Congratulations!! I am so happy for you guys!!!

Ann said...

I love it! I'm betting Zac is glad he didn't have to deliver by himself! Your such a great storyteller. I wish my labors were fast, but not THAT fast! You and Zac are great people and awesome parents. Plus you are my hero. :)

Sara Hammond said...

I'm still here! The first couple sentences totally describe me. And I am so glad you shared your story. Maybe a new baby will inspire more frequent posts?

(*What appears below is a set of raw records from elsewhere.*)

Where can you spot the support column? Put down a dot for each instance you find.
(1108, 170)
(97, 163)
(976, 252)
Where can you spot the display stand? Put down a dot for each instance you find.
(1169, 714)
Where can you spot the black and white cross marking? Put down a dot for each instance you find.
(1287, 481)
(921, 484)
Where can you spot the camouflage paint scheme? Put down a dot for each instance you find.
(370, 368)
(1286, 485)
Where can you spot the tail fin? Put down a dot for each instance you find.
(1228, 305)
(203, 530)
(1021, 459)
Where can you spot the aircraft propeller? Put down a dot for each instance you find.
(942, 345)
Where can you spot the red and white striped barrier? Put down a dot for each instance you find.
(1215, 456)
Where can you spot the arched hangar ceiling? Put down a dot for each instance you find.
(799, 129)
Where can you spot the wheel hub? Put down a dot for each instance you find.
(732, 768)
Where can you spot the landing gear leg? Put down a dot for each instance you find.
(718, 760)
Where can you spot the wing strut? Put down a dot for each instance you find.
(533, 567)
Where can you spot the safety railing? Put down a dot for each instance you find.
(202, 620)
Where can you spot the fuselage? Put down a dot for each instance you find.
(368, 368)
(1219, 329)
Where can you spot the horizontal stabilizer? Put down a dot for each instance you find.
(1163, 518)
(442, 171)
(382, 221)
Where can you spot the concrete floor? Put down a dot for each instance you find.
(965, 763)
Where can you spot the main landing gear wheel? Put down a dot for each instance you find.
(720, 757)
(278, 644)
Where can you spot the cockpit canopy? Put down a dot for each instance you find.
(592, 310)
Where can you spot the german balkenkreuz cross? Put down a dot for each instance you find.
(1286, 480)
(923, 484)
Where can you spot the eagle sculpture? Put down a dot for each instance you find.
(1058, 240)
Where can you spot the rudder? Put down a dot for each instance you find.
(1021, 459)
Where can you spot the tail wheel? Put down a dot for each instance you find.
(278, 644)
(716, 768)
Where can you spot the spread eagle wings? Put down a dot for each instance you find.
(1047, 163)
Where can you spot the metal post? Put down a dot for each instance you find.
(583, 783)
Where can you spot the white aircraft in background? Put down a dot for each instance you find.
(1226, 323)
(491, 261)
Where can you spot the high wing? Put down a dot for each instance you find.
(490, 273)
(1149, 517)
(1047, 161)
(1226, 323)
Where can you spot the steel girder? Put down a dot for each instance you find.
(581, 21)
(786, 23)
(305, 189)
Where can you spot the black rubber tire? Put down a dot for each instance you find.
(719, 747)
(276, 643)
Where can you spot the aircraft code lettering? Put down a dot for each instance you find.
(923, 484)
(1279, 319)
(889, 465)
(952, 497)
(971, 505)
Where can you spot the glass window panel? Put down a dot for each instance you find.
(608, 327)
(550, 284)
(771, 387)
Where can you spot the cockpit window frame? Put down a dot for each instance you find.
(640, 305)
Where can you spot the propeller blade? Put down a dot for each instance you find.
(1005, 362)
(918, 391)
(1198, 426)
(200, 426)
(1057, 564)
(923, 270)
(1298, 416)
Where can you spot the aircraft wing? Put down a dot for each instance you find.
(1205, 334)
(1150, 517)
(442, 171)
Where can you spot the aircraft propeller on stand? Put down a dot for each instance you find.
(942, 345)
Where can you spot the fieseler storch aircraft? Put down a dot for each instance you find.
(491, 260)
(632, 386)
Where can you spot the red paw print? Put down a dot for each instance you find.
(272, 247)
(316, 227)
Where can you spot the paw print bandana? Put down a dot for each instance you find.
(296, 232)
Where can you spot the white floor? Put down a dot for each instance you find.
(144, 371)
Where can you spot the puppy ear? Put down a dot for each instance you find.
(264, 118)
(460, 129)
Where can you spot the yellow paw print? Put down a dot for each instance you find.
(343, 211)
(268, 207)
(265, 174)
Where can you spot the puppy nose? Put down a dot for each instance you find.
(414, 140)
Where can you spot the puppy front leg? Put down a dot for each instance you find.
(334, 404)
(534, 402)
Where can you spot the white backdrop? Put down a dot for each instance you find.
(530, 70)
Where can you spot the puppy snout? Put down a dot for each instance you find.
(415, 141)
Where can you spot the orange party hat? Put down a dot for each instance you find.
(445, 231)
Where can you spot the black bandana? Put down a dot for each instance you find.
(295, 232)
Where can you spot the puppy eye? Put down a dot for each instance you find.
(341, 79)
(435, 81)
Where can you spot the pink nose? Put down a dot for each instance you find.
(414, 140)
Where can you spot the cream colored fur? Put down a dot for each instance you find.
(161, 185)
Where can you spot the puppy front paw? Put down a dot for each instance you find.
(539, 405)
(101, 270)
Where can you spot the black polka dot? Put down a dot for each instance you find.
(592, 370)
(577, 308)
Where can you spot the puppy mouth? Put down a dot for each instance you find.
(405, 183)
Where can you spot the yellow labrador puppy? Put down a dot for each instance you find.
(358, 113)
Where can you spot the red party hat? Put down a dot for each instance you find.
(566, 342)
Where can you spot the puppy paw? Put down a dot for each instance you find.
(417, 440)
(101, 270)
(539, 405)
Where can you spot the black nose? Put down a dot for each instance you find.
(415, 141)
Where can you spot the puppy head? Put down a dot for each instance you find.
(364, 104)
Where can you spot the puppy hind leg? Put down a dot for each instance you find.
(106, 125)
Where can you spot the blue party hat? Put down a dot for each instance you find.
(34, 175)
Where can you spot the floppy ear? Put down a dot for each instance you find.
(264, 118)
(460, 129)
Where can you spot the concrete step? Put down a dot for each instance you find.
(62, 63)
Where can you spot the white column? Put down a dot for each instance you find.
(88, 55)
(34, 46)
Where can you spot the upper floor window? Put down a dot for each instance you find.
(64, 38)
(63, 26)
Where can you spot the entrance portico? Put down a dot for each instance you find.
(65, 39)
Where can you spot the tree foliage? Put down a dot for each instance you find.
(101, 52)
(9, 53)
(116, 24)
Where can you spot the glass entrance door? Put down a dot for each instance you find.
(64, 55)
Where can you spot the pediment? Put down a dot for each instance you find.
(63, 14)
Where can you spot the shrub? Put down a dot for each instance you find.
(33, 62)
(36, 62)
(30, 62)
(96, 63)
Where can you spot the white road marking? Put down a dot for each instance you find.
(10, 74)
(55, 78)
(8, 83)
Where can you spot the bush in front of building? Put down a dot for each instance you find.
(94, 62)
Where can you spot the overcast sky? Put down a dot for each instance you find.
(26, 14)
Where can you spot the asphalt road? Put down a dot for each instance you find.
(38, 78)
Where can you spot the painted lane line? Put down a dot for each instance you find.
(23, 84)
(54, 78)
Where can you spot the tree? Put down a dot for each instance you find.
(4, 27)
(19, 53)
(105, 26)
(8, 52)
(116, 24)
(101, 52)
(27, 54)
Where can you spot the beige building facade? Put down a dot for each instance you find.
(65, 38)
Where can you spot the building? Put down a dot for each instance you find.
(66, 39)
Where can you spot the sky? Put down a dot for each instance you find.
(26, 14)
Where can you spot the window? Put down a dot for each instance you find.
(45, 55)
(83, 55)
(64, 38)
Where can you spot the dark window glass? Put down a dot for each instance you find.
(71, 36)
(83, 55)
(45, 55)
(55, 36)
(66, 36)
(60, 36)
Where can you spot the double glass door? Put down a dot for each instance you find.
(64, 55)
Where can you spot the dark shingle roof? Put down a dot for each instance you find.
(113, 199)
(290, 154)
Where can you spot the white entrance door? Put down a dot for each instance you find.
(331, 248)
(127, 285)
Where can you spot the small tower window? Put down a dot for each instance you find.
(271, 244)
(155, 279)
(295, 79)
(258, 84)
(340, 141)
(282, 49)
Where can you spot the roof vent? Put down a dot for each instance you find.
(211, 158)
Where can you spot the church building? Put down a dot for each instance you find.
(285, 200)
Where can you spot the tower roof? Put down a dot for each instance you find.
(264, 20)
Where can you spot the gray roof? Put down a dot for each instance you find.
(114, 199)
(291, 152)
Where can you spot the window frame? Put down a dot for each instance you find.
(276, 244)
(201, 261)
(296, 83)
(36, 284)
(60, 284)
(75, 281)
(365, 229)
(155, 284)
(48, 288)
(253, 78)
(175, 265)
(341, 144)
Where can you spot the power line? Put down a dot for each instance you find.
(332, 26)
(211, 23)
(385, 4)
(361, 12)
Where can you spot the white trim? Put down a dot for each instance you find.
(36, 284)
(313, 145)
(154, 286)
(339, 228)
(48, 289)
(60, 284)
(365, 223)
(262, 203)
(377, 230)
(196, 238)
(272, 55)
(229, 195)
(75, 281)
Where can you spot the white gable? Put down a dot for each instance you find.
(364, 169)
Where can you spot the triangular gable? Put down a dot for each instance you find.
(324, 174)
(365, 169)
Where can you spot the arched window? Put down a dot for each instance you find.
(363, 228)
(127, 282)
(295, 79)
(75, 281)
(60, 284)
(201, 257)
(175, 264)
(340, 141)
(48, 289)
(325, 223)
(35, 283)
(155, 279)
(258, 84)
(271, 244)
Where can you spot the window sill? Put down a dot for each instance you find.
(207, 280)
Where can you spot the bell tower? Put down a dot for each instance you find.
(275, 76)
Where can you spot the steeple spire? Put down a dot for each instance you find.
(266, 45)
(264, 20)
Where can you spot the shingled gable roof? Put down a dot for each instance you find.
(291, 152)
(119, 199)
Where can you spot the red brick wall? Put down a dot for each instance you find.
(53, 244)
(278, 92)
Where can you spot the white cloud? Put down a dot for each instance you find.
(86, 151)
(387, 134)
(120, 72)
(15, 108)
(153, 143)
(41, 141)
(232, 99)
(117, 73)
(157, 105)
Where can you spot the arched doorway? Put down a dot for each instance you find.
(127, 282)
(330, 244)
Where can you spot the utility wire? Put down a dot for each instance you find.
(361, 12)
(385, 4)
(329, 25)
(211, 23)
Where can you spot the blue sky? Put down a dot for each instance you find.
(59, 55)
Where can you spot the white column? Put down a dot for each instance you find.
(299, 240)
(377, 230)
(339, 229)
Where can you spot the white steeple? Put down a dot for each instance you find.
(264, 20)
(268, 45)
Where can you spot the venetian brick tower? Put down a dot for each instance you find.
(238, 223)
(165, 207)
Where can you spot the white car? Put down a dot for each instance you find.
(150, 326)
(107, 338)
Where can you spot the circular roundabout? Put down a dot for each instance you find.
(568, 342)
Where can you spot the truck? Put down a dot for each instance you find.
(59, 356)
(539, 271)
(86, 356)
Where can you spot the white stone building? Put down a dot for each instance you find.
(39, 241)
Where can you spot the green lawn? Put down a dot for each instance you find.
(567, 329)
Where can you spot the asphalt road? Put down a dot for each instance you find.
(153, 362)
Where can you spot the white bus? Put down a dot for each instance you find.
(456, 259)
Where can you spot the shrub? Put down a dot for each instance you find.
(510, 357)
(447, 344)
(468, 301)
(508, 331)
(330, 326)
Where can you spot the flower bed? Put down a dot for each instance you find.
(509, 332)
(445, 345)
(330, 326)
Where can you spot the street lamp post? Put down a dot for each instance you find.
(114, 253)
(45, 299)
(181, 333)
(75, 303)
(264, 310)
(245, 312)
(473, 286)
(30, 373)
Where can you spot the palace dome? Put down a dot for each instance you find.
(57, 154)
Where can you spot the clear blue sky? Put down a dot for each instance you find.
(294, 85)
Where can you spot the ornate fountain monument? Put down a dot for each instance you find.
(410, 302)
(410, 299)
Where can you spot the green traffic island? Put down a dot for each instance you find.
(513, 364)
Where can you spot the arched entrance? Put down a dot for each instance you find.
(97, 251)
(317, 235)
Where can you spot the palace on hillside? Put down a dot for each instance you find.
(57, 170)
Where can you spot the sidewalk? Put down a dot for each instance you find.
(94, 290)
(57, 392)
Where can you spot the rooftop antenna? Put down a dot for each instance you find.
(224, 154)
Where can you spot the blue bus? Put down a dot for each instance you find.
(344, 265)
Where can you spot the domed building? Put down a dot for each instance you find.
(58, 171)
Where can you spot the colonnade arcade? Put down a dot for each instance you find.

And you are right, he does totally look like Zac!

Congratulations!

Cecily said...

Jana, I just love you!! Your fact holding Bennett just says it all. You're gorgeous and your baby is beautiful and I wish you all the fun in the world being a mama!

Tasia Thompson said...

Congratulations! Way to go girl! I loved reading your post it made me smile and laugh. I'm sure Bennet will get a kick out of it when he's old enough to read. Life doesn't usually go as planned does it?! But it goes on and it's good. We love you guys!

Amy Groff said...

Congrats Jana and Zac!
Jana you are amazing and you have such a cute family!
I miss you!

bob and sara rich said...

Ja Na!!! I cannont tell you how much I loved reading this post. I can picture you and Zac saying everything the way you worded it. I hope this isn't inappropriate but I was laughing pretty good throughout the story because the way you tell stories is SOO funny! I loved you and Zac's conversation during the movie about your pains just being Braxton Hicks and you wanting to finish the movie. So many highlights to this story. I don't blame Bennett for not wanting a Cinco de Mayo party every year either, I mean the kids clearly caucasion! We love you guys and are sooo happy for Bennett's SAFE arrival after all that! Please keep up the blogging, it's our best bet at this point for keeping in touch! Tell your boys hello from the Pittsburgh Richs! Oh, and happy Cinco de Mayo two days ago... :) Now that this comment is as long as your post I'll go now, love ya!

smith said...

Amazing story!! Congrats, he is so cute!!

Lauren Winder said...

The experience sounds truly horrific, but the way you told it made me laugh. You are such a trooper, Jana! Congratulations on your little guy!